Recovered Royal Seals Go on Display at Nat'l Palace Museum | Be Korea-savvy

Recovered Royal Seals Go on Display at Nat’l Palace Museum


(image: Cultural Heritage Administration)

(image: Cultural Heritage Administration)

SEOUL, Aug. 18 (Korea Bizwire)In 2000, the Los Angeles County Museum of Art (LACMA) bought a royal Korean seal made in the 16th century from a private collector.

Some seven years later, the existence of the historic artifact belonging to Queen Munjeong of Korea’s last dynasty of Joseon (1392-1910) became known to Korea when the country’s National Research Institute of Cultural Heritage studied Korean artifacts possessed by the U.S. museum.

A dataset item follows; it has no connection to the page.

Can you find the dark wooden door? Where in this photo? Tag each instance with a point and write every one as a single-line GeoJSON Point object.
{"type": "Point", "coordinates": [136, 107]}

The ensuing joint investigation between the relevant agencies of the two countries, starting in 2013, finally brought the cultural asset to its rightful home last month.

The “Golden Royal Seal for the Bestowal of Honoric Title upon Queen Munjeong,” created in 1547 and reproduced in 1554 after it was burnt the previous year, is among the 12 retrieved royal seals that will be exhibited at the National Palace Museum of Korea from Aug. 18 to Oct. 29.

The seal is assumed to have been looted from the Jongmyo Shrine in central Seoul during the 1950-1953 Korean War and smuggled out to the U.S. at an unknown time, the Cultural Heritage Administration (CHA) said.

It was one of the two royal seals to be transferred back home via the presidential plane of President Moon Jae-in, who was returning to Korea after his first summit with U.S. President Donald Trump.

Among the displayed is the “Golden Royal Seal for the Bestowal of Posthumous Title upon King Deokjong” created in 1471 and handed back to Korea in 2015.

The seal has been kept in the Seattle Art Museum since 1963, a year after an American art collector purchased it in New York and donated it to the museum. At the time of the restitution, the CHA said the seal was original. But it was later revealed that it was reproduced in 1924 after it went missing during the Japanese colonial period (1910-1945).

The CHA said there are still more royal seals that haven’t been lucky enough to come home than those successfully having been retrieved. Consistent attention and support are needed to continue recovering pillaged historical relics, it added.